Sent you a PM with updates on the fiber fair held in NW IL - it's always been the 4th weekend of April, but this year it is the 3rd weekend.

A lot of great vendors attend and there are some wonderful fiber classes as well as a silent auction (last year I won an Ashford Traditional for $100)!


----------



## Marchwind (May 10, 2002)

Wouldn't it be fun to take the time to go to all of these :baby04:

Do you think it is possible to OD on fibers? Nah :hobbyhors


----------



## Ana Bluebird (Dec 8, 2002)

I didn't see this one listed for March in Jefferson City, MO. I plan on going: http://extension.missouri.edu/fiber/

It's March 9 through 11. I also go to the one in Sedalia, MO. We have such a good time! But register early as Motels can be very hard to find in both locations.


----------



## Laci (Feb 4, 2004)

It's not a fiber festival, but our guild has the Aurora Colony Hanspinner's Antique Spinning Wheel Showcase. This year, it's on March 10th and 11th. We all get dressed up in Pioneer clothes and spin on working antique spinning wheels. We use the majority of the proceeds to fund our Fiber Scholarships. http://www.open.org/aurora/showcase07.htm

We also have a small Fiber Faire in Aurora at the end of April, I believe the date this year is April 28th. Contact me for more info if you are in the area and want to go. We will have a beginning spinning class there this year. 

Marcy


----------



## Somerhill (Dec 13, 2005)

My thanks to all - I've added your suggestions to my list. If you have anymore, send them to me!
Lisa


----------



## YuccaFlatsRanch (May 3, 2004)

Here is one in Farmington, NM

http://www.woolfestivalsw.meridian1.net/


----------



## MullersLaneFarm (Jul 23, 2004)

Laci said:


> It's not a fiber festival, but our guild has the Aurora Colony Hanspinner's Antique Spinning Wheel Showcase.


You had my hopes up that this was in Aurora IL!!!


----------



## tonyaleacht (Jan 9, 2005)

Did you forget the one In Nebraska May 11-13th in Bellevue?


----------



## Somerhill (Dec 13, 2005)

tonyaleacht said:


> Did you forget the one In Nebraska May 11-13th in Bellevue?

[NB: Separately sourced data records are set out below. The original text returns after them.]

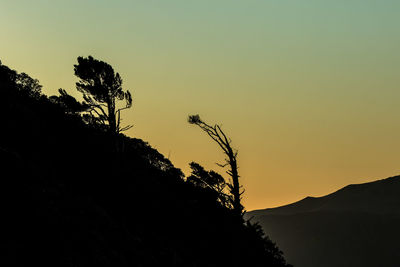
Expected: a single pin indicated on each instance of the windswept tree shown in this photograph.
(216, 133)
(28, 85)
(102, 89)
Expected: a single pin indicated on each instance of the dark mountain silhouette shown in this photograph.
(76, 195)
(358, 225)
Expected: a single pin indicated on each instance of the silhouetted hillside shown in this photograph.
(74, 195)
(357, 225)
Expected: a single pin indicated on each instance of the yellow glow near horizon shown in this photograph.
(307, 90)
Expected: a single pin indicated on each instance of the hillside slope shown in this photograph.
(357, 225)
(70, 198)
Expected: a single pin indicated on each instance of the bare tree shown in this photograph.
(216, 133)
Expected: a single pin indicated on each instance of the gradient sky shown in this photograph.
(307, 90)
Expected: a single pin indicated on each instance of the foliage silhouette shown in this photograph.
(210, 180)
(69, 199)
(102, 89)
(216, 133)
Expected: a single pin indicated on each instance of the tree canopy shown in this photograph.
(101, 87)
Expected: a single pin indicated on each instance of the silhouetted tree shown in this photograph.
(28, 85)
(216, 133)
(102, 88)
(209, 180)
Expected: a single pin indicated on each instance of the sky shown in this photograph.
(308, 90)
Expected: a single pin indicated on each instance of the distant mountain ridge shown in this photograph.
(381, 196)
(357, 225)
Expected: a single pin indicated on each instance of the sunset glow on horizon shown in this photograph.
(308, 91)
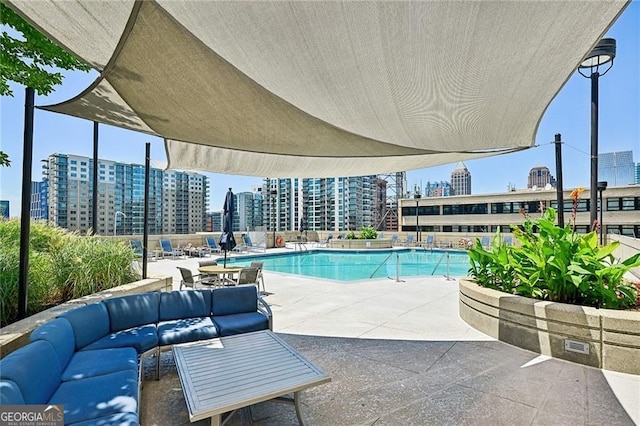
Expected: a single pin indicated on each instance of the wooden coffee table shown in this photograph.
(224, 374)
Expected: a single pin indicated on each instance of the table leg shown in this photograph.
(296, 402)
(215, 420)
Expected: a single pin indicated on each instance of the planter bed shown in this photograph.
(602, 338)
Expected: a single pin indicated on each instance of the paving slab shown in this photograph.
(398, 353)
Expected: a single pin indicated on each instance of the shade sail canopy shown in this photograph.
(324, 88)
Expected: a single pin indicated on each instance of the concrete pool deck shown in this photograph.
(398, 353)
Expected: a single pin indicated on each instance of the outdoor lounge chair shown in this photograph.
(249, 245)
(191, 280)
(260, 278)
(167, 249)
(212, 245)
(428, 242)
(248, 276)
(409, 241)
(136, 246)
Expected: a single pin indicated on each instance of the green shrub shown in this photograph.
(62, 266)
(368, 233)
(555, 264)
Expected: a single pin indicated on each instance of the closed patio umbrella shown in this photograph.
(227, 240)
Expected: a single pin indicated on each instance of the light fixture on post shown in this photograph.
(417, 197)
(602, 54)
(115, 221)
(602, 186)
(273, 216)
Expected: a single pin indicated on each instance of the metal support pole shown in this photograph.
(559, 189)
(25, 216)
(145, 237)
(593, 199)
(96, 192)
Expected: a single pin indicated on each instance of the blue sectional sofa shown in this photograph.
(89, 359)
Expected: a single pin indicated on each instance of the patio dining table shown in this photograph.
(227, 274)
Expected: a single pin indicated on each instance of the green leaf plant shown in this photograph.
(556, 264)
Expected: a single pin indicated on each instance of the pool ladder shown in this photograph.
(445, 254)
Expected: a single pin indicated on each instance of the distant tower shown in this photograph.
(540, 176)
(616, 168)
(461, 180)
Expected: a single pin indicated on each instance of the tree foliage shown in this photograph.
(30, 59)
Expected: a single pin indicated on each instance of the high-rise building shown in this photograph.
(461, 180)
(437, 189)
(540, 177)
(177, 200)
(4, 208)
(616, 168)
(38, 205)
(341, 203)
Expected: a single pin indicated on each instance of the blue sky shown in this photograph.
(568, 114)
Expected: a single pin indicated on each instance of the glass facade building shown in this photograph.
(177, 200)
(616, 168)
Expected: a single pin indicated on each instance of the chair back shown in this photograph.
(187, 277)
(211, 242)
(209, 262)
(136, 246)
(166, 245)
(248, 276)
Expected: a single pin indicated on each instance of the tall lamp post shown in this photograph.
(417, 197)
(602, 186)
(115, 221)
(601, 55)
(273, 193)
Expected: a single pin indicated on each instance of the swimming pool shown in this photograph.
(353, 265)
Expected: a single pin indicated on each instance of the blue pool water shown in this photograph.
(352, 265)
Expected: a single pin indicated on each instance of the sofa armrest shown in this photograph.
(263, 308)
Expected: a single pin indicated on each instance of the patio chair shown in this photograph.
(248, 276)
(260, 278)
(250, 246)
(136, 246)
(409, 241)
(485, 242)
(213, 278)
(191, 280)
(428, 242)
(167, 249)
(212, 244)
(325, 243)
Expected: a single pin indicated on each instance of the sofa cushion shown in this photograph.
(140, 338)
(59, 333)
(91, 363)
(35, 369)
(118, 419)
(10, 392)
(95, 314)
(134, 310)
(185, 304)
(186, 330)
(235, 300)
(99, 396)
(229, 325)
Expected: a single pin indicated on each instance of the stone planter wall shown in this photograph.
(357, 244)
(16, 335)
(602, 338)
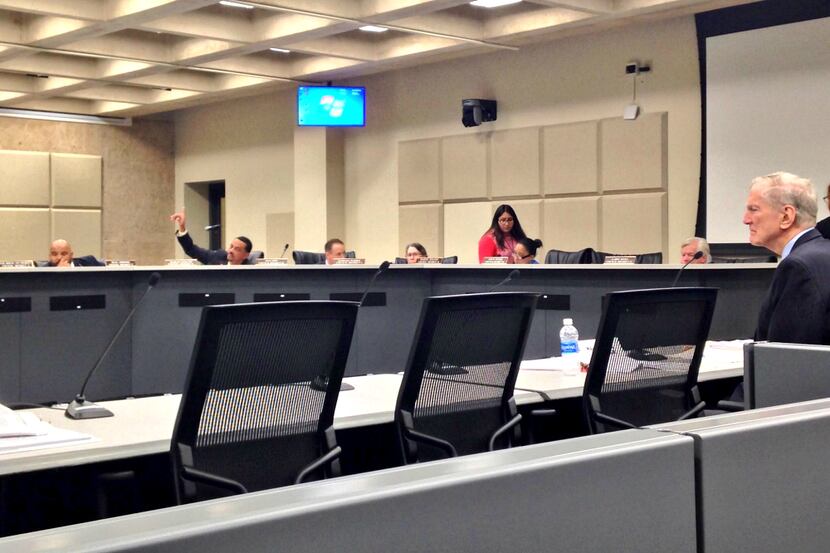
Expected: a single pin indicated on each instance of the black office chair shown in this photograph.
(573, 258)
(249, 417)
(646, 358)
(314, 258)
(457, 392)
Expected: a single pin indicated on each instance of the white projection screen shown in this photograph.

Do you have any more info on it? LIke the name of the event, a website or contact person? I'll add it if I can get enough info for people to be able to look it up. 
Thanks!
Lisa


----------



## betty modin (May 15, 2002)

I just got my Black Sheep Newsletter and turned to the Workshop Schedule. I'm going to have to be in two places at one time...all weekend! I always have to spend time working out which workshops I can really get to (and afford to sign up for). Even though it's only a little over an hour's drive I have trouble signing up for workshops everyday...one must do some work on summer weekend. I love this festival-it's one of the things that drew me here in the first place. betty


----------



## woolyfluff (May 23, 2004)

I would like you to add this 4year old show and the one and only Fiber show in Eastern Pa All fiber animals are Welcome www.pafiberfestival.com Sept8-9 2007 Hartford Fair groungs Hartford Pa just off Rt.81 northeastern Pa


----------



## Somerhill (Dec 13, 2005)

woolyfluff said:


> I would like you to add this 4year old show and the one and only Fiber show in Eastern Pa All fiber animals are Welcome www.pafiberfestival.com Sept8-9 2007 Hartford Fair groungs Hartford Pa just off Rt.81 northeastern Pa


Thank you, I've added it to my list. 
Lisa


----------